Why does gui restarts on peak physical memory usage, though there is still plenty of virutal memory?

cn flag

This has happened often. Everytime I see peak RAM usage, GUI restarts. Please, I would be greatful for any help.

What are any other information required ?


This has been happening to me when I use Windows 10 in Virtualbox, which I have made to consume 6GB ram. I have 12 GB ram, & 25 GB swap.

Score:2
cn flag

A common event when low on RAM occurs when the kernel OOM-killer decides to sacrifice the desktop. This loses all your unsaved work and kicks you out to a login prompt.

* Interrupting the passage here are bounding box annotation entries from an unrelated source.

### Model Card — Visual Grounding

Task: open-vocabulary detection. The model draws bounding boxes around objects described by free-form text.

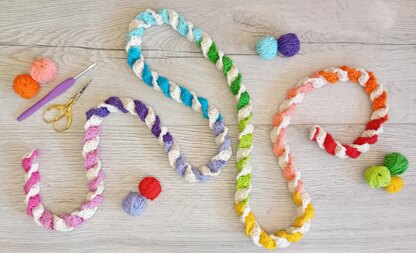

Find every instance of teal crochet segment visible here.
[126,9,282,249]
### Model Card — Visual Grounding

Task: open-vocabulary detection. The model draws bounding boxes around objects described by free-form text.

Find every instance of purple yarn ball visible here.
[277,33,300,57]
[121,192,146,216]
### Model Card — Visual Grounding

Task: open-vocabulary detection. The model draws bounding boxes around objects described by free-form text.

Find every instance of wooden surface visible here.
[0,0,416,253]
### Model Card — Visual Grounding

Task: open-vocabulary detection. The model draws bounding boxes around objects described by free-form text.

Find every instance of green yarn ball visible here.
[384,152,409,176]
[364,165,391,189]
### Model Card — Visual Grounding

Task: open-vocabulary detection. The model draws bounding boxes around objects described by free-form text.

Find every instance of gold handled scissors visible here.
[43,79,92,133]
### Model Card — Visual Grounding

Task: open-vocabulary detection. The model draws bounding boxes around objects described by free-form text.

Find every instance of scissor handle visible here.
[43,99,75,133]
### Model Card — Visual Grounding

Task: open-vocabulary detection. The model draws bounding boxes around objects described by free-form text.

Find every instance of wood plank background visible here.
[0,0,416,253]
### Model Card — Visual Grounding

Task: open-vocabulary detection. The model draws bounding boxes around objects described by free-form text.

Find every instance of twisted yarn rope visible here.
[308,66,388,158]
[262,66,388,247]
[126,9,272,249]
[22,97,231,231]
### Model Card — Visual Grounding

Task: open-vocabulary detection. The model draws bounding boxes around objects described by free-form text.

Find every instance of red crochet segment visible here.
[139,177,162,200]
[311,66,388,158]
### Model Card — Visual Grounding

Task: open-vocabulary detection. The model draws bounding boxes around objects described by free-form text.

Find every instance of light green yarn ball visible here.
[364,165,391,189]
[384,152,409,176]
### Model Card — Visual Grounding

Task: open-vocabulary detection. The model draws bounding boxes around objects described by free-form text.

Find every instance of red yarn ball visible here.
[139,177,162,200]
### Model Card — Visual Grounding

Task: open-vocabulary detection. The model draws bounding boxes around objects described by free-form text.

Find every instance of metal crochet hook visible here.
[43,79,92,133]
[17,62,97,121]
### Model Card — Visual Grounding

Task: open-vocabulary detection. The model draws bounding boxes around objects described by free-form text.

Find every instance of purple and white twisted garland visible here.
[22,97,232,231]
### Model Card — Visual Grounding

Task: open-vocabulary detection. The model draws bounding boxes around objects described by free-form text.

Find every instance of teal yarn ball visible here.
[256,36,277,60]
[384,152,409,176]
[364,165,391,189]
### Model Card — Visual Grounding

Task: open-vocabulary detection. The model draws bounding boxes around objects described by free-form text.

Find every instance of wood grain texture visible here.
[0,0,416,253]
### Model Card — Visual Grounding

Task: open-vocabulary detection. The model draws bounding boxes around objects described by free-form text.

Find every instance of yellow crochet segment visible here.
[235,191,314,249]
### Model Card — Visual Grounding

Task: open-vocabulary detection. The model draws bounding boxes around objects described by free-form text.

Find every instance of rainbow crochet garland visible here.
[22,97,231,231]
[22,6,387,249]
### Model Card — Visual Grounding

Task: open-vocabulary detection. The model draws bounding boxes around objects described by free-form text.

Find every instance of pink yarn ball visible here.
[30,58,58,84]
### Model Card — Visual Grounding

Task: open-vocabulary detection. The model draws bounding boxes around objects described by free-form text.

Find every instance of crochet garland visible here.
[22,97,232,231]
[260,66,388,248]
[126,9,264,248]
[308,66,388,158]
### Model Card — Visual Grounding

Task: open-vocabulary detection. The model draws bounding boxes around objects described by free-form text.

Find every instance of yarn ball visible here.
[13,74,40,99]
[364,165,391,189]
[256,36,277,60]
[30,58,58,84]
[384,152,409,176]
[384,176,404,193]
[277,33,300,57]
[121,192,147,216]
[139,177,162,200]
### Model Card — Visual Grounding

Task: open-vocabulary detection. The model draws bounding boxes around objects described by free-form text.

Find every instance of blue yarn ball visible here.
[277,33,300,57]
[121,192,147,216]
[256,36,277,60]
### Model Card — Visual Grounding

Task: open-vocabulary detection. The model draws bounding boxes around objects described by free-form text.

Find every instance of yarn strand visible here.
[22,97,232,231]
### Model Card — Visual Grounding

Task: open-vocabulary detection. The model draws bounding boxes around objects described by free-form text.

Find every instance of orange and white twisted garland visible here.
[247,66,388,249]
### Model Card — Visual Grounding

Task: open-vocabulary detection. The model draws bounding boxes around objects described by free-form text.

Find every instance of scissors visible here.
[43,79,92,133]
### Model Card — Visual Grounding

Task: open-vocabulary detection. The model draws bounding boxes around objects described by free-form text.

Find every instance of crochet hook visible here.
[17,62,97,121]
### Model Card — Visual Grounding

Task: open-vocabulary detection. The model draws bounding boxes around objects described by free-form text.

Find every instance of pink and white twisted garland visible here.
[22,97,232,231]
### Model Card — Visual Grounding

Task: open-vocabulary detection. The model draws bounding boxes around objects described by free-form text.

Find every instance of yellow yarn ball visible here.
[384,176,404,194]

The sequence of events runs something like this:

  1. Your system is low on memory (memory = RAM + swap)
  2. An application demands more memory than the system has available.
  3. The kernel responds to this demand by looking for a different application to terminate in order to free up enough memory.
  4. The kernel's Out-Of-Memory-Killer (OOM-Killer) function decides that the desktop itself is a good candidate for termination.
  5. Terminating the desktop returns you to the login prompt.
  • This may arguably demonstrate bug in the OOM-killer. It should be killing individual applications instead of killing the entire desktop. However, it's a thorny problem to solve so don't plan on that bug being fixed rapidly.

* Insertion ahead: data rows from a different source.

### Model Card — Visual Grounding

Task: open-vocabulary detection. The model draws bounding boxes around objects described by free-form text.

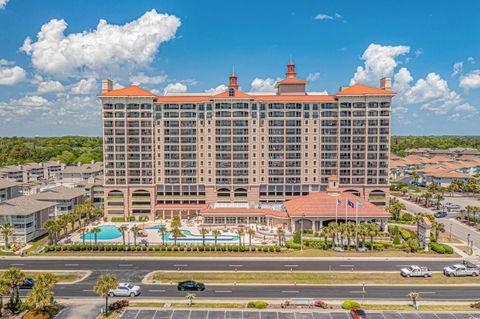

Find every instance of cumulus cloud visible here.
[163,82,188,95]
[452,61,463,76]
[350,43,410,85]
[307,72,320,82]
[70,78,97,94]
[37,81,64,93]
[130,73,167,85]
[250,78,277,92]
[459,70,480,91]
[205,84,228,95]
[0,59,27,85]
[21,10,180,77]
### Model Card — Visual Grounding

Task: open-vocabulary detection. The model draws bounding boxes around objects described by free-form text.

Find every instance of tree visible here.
[247,228,255,248]
[158,225,168,246]
[90,227,102,245]
[237,228,245,246]
[212,229,222,250]
[0,224,13,249]
[200,228,210,246]
[408,291,420,309]
[3,267,25,311]
[118,225,128,246]
[93,274,118,316]
[367,223,380,251]
[27,273,58,313]
[130,225,140,246]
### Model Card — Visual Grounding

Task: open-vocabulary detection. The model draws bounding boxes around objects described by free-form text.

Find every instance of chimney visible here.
[102,80,113,93]
[380,76,392,90]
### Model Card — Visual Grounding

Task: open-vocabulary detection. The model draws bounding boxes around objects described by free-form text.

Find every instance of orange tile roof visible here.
[97,85,156,96]
[337,84,396,95]
[285,192,391,218]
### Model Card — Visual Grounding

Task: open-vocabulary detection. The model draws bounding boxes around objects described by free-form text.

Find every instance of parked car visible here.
[443,262,480,277]
[350,308,368,319]
[433,212,448,218]
[400,265,432,278]
[443,203,462,209]
[177,280,205,291]
[108,282,141,297]
[18,277,35,289]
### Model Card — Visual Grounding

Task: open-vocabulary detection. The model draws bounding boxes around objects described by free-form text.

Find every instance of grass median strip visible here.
[146,271,480,285]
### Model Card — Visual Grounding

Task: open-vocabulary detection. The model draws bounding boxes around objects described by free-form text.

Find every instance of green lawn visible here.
[148,271,480,285]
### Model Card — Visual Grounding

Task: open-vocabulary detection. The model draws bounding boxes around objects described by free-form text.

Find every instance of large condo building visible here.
[99,63,395,220]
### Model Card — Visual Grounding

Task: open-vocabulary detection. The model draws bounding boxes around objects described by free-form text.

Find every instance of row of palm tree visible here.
[320,222,380,251]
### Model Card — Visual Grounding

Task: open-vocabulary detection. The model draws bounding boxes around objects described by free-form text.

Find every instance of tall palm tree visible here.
[117,225,128,246]
[0,224,13,249]
[200,228,210,246]
[158,225,168,245]
[93,274,118,316]
[90,227,102,245]
[237,228,245,246]
[130,225,140,246]
[3,267,25,309]
[247,228,255,248]
[27,273,58,312]
[212,229,222,250]
[368,223,380,251]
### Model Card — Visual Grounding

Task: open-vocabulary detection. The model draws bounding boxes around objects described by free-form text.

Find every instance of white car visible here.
[108,282,140,297]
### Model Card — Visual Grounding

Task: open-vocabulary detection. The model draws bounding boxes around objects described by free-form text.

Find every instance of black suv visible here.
[177,280,205,291]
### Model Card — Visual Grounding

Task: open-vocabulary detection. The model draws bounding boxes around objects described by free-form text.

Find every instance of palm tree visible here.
[93,274,118,316]
[212,229,222,250]
[247,228,255,248]
[27,273,58,313]
[130,225,140,246]
[90,227,102,245]
[200,228,210,246]
[117,225,128,246]
[0,224,13,249]
[368,223,380,251]
[237,228,245,246]
[3,267,25,309]
[158,225,168,246]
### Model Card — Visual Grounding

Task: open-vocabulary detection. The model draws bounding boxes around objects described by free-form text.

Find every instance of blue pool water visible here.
[82,226,122,240]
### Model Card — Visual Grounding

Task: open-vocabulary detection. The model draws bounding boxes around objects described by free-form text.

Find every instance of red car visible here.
[350,308,368,319]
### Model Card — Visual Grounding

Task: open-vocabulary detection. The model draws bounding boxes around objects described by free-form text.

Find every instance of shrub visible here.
[247,300,268,309]
[342,300,360,310]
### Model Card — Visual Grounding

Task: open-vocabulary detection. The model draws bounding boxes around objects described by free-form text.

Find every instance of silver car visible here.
[108,282,141,297]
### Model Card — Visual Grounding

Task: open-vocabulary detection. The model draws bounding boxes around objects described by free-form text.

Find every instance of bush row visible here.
[45,245,281,253]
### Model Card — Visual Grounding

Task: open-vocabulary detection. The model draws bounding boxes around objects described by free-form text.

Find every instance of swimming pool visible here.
[165,230,238,243]
[81,226,122,240]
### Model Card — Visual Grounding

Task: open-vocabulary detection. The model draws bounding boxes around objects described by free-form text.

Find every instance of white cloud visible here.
[21,10,180,77]
[205,84,228,95]
[37,81,64,93]
[250,78,277,92]
[70,78,97,94]
[350,43,410,85]
[307,72,320,82]
[130,73,167,85]
[163,82,188,95]
[0,59,27,85]
[459,70,480,90]
[452,61,463,76]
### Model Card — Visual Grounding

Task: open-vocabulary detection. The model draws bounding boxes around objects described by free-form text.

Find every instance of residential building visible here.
[99,63,395,224]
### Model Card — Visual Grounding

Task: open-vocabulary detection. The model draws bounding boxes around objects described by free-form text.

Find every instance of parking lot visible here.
[120,309,480,319]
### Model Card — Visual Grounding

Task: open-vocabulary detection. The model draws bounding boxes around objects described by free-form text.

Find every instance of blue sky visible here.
[0,0,480,136]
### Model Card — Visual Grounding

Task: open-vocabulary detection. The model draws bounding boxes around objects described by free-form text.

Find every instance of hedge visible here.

There are a few things you can do about it:

  • Track your memory usage. Use the free command to snapshot your normal RAM and swap use. Look for unxepectedly high usage. Look for unexpectedly low swap.

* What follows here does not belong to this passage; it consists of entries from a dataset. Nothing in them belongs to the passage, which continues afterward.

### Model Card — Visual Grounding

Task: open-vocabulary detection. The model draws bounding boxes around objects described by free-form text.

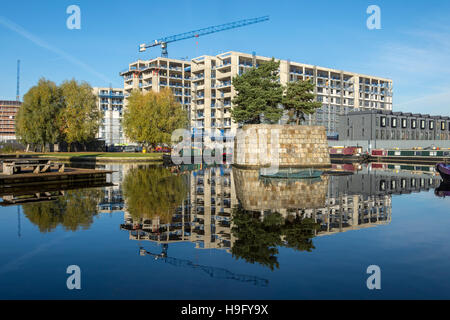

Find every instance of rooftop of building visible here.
[0,100,22,106]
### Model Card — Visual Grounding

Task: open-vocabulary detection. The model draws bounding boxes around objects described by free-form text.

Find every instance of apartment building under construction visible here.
[120,51,392,137]
[191,51,392,136]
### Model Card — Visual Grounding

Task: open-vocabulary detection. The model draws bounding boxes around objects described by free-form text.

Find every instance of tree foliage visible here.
[16,79,63,146]
[283,80,322,125]
[231,207,319,270]
[122,167,188,223]
[59,79,102,145]
[123,88,187,147]
[231,59,283,124]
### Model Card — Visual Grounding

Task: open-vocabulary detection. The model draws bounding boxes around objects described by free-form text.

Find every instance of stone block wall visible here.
[233,167,328,211]
[233,124,331,168]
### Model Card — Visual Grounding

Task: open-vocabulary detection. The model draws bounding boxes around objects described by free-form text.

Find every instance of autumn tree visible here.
[122,167,188,223]
[283,80,322,125]
[16,78,64,151]
[123,88,188,147]
[22,189,104,233]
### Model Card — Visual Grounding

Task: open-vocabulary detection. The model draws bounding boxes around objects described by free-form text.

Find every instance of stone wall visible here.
[233,167,328,211]
[233,124,331,168]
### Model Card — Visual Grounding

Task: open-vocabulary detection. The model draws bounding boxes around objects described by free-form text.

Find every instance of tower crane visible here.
[139,16,269,58]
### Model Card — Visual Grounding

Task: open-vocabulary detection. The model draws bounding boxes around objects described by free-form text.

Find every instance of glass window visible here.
[402,119,408,129]
[420,120,425,129]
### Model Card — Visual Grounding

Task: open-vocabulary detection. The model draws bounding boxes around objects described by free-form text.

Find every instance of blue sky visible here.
[0,0,450,115]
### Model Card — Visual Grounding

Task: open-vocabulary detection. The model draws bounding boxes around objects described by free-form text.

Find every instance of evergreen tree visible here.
[283,80,322,125]
[123,89,187,147]
[58,79,102,150]
[16,78,64,150]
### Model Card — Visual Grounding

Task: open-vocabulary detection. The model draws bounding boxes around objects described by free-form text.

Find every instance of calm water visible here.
[0,165,450,299]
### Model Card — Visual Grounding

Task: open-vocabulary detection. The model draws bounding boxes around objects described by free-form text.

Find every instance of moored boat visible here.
[434,182,450,198]
[436,163,450,182]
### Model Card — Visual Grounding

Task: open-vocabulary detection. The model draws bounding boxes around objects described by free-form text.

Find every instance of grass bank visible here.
[10,152,163,162]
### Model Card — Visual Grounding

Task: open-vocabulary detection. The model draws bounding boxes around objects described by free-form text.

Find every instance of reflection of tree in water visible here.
[122,167,188,223]
[231,207,319,270]
[22,189,103,232]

  • Add more swap. Swap is disk space that can be used as (slower) memory pages of RAM. If you're not using swap, add some. If your swap space is insufficient, expand it. Swap is not a perfect solution: It's slow, and a sluggish system might be just as annoying.

  • Reduce your use of memory-hungry applications. The big offenders for typical users are web browsers. Each tab that you're not actively watching may still be consuming vast amounts of memory. If you're low on memory, closing a few tabs might be an easy way to free up resources for more important activities.

  • Add more RAM. It means spending money and opening your case, but if the free and easy changes are not enough....

cn flag
Thank you. I guess the `OOM-Killer` applies here too. But what I dont understand is I still have plenty of swap, which is still empty when this Terminating happens. Will it make any better if I increase my swap ?
Raffa avatar
jp flag
@maan81 Swapping takes time to move unused/least used memory pages to the swap space on disk and if your RAM gets full fast, then your available usable memory becomes technically full at that moment ... That's one and two swapping only happens if some memory pages can be moved from RAM which is not always the case as all/most of memory pages might be in active use e.g. when one single active process is consuming most of RAM ... Those are two cases where swap space can't really help or even be used ... `journalctl --grep 'OOM'` can shed some light on that.
user535733 avatar
cn flag
@maan81 if you believe your swap to be unused, then please open a new question showing the clues that have led you to that conclusion. Also use the "search" box at the top of the page to find other swap-related questions. It's likely somebody has asked it before.